As I recall, the Golders Green, Edgware and Borehamwood eruvim certainly sparked national interest when they were first announced (and, for GG and Edgware, put up), and perhaps the August silly season has prompted the BBC to revisit the topic yet again (in fact, they have missed a good angle about how, in the space of just a few years, eruvs have become completely normal in England, with planning applications moving along for almost every 'Jewish' neighbourhood in London, despite wrangling and resistance both internal and external).
What interests me, though, is the explanation given by Rabbi Guttentag for the eruv at the bottom of the short piece:
Rabbi Jonathan Guttentag said that the eruv would enable Jewish people to push their children and disabled relatives to the synagogue on the Sabbath and to live with "less restriction and difficulty".

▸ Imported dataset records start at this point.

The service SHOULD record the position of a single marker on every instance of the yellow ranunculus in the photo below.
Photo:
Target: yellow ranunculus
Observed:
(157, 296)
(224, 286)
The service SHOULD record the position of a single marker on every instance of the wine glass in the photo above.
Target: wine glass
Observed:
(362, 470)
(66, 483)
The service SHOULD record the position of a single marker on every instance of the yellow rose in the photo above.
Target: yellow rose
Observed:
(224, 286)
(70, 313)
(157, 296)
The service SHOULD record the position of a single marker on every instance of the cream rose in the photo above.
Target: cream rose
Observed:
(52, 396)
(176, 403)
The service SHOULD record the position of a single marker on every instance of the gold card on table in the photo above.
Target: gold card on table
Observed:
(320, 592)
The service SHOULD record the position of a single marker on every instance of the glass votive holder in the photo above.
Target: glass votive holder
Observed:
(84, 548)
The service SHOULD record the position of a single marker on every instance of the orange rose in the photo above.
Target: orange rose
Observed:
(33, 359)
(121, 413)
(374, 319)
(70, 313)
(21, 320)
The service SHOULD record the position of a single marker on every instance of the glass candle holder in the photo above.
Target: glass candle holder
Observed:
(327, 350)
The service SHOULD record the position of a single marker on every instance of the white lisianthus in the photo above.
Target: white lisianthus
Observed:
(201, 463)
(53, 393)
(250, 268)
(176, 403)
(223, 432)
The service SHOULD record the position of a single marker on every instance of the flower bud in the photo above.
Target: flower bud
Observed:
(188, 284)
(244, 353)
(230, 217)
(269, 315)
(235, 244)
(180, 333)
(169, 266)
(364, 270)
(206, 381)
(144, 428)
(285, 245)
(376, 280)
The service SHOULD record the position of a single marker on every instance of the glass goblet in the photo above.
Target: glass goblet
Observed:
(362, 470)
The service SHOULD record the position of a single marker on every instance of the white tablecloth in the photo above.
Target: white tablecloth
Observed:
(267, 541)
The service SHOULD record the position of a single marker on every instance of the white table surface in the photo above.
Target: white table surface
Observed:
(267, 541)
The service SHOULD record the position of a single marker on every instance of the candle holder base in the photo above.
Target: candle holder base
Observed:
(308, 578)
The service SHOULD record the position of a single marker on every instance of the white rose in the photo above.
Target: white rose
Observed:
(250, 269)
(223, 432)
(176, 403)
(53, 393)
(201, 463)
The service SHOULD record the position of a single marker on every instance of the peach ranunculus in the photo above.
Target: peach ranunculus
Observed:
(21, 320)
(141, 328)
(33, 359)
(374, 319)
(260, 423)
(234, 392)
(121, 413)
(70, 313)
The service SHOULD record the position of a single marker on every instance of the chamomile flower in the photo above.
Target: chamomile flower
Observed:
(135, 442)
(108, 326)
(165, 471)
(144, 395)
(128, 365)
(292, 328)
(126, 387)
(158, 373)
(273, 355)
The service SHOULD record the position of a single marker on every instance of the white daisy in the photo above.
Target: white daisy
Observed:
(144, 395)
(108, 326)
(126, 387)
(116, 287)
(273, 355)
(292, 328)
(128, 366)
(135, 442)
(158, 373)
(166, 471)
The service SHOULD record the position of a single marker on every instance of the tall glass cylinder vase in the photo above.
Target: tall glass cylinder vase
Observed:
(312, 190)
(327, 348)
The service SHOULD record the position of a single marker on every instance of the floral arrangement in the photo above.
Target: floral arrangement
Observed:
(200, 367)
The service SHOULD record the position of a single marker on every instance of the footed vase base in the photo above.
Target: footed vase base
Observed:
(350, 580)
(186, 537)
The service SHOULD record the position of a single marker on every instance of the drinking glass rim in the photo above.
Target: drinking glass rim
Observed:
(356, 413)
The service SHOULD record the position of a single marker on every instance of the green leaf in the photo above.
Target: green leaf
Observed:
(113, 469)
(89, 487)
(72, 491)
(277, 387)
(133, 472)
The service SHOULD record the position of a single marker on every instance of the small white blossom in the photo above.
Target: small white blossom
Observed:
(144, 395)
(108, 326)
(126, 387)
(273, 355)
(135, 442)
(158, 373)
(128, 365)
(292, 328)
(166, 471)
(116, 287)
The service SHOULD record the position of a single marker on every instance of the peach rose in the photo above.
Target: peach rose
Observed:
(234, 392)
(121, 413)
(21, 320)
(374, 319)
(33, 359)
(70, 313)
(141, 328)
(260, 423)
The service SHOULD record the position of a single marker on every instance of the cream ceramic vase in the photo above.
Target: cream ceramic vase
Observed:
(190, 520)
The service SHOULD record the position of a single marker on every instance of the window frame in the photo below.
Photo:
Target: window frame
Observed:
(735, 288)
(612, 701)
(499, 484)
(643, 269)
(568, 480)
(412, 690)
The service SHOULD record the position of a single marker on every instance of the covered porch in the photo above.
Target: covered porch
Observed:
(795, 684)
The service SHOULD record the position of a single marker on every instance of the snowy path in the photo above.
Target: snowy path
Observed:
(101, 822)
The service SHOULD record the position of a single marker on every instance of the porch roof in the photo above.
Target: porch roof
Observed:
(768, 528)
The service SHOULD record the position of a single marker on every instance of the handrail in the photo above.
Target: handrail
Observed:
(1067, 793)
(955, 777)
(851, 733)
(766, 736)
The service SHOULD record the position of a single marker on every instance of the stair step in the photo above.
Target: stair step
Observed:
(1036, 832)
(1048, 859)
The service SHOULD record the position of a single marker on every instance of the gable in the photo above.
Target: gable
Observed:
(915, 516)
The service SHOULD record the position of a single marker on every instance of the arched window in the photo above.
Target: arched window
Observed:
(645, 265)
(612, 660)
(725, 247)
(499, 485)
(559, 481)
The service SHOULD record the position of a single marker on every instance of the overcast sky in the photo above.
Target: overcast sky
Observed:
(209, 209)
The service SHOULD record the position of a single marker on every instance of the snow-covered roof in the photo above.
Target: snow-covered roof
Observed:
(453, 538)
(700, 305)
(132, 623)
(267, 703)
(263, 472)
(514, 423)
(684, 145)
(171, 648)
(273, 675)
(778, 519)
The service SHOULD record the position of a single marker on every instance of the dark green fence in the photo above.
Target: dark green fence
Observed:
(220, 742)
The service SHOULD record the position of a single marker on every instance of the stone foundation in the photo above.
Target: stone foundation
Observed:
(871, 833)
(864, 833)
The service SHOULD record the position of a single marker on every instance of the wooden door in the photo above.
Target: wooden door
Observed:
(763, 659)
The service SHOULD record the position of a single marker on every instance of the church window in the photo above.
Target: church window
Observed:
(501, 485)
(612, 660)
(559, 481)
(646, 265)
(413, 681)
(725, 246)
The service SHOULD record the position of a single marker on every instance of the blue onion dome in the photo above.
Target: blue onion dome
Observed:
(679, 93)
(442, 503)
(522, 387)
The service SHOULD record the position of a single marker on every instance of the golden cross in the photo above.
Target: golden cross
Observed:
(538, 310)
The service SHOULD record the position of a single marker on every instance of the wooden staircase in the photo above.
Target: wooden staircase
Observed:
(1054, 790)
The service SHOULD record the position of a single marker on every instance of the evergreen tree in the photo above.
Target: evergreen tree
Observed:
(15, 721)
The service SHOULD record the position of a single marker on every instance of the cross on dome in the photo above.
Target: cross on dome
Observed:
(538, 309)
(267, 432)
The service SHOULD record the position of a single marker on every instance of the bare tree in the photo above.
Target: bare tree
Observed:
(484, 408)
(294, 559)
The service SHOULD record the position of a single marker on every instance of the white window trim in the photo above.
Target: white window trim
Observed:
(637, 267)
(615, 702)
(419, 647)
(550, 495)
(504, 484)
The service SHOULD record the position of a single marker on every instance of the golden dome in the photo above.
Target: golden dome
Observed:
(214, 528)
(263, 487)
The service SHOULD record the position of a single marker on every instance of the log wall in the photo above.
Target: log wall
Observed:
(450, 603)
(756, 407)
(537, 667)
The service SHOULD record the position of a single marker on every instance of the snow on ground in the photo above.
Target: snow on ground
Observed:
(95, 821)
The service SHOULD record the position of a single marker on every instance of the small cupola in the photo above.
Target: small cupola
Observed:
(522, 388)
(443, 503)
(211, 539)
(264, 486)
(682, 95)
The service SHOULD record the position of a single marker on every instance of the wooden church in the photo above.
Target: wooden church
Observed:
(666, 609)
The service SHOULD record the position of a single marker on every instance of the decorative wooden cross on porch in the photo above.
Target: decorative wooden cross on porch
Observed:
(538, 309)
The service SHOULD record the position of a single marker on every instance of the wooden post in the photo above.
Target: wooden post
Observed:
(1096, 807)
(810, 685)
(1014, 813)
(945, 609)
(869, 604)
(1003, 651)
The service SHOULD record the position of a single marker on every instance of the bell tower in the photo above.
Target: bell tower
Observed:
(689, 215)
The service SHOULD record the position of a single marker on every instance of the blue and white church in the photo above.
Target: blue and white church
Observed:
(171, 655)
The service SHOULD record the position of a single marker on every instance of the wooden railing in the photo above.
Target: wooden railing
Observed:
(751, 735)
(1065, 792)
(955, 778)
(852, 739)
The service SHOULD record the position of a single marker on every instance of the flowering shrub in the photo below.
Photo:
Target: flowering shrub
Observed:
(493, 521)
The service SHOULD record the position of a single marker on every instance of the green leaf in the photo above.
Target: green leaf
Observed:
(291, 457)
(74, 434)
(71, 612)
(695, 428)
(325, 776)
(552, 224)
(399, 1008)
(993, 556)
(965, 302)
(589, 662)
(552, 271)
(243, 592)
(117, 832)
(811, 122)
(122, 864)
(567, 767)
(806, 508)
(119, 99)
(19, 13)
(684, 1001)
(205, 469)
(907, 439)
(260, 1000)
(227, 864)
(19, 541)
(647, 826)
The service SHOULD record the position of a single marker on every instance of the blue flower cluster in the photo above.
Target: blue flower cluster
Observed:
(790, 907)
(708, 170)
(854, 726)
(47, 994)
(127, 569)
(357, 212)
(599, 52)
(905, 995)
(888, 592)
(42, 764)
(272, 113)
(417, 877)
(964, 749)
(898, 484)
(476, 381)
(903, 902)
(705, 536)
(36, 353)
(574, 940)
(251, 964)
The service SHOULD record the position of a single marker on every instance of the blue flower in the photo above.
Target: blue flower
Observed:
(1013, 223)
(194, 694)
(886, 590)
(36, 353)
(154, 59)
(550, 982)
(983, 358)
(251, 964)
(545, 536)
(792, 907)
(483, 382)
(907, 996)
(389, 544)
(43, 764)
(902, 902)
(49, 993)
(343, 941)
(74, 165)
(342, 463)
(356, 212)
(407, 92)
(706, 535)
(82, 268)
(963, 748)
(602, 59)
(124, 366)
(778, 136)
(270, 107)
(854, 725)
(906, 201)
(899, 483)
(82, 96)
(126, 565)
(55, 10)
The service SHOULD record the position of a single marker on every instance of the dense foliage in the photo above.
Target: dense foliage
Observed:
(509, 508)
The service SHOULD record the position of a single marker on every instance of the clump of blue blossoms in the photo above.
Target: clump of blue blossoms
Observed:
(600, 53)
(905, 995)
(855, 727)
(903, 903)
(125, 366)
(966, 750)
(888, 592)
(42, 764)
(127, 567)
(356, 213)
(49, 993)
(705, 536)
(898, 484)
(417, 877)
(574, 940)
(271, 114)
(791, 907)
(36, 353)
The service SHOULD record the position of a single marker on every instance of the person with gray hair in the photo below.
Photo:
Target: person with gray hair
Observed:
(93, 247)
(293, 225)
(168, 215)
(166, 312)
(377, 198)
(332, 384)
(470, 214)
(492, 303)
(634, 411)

He said: "The rules are that I'm allowed to carry in my own house and own garden with walls and a fence around it and therefore if we can designate an area out in the street that likewise has a devoted boundary around it, then that too is a house in a larger sense - and a private domain.
"It's not bending the rules, it's merely an understanding of them and an application of them."
This is, of course, the explanation always given - and, as far as I am concerned, one of the reasons that so many of our eruvs have encountered opposition. Accurate as the explanation may be, it makes Jews sound like crazy people, who discriminate against disabled people and their own children, are rule/law-obsessed (one of the traditional Christian complaints about Jews) - and the law we are talking about must sound very bizarre to those not familiar with Jewish traditions, as well. (I recall in particular talking to some random woman on the train about the GG eruv - long story - and having her ask me whether the eruv was something 'only Jews could see'.)
A couple of years ago, I was asked to speak on television about the Borehamwood eruv, and consulted widely about how to explain it in terms that anyone could understand. Finally I decided to explain that it was a form of 'parish boundary'. It may not be completely accurate, but it makes sense to the wider community and I think diffuses many of the objections the more legalistic explanation is bound to raise.
I hope that as the Manchester eruv progresses, those in charge of getting it approved adopt some kind of similar explanation, because in London, the public relations battle has been a difficult hurdle - partially, I think, because of our inability to explain in layman's terms what it actually is.
UPDATE: This is how the eruv was explained in Sydney, Australia - as a 'fence' and 'private area'.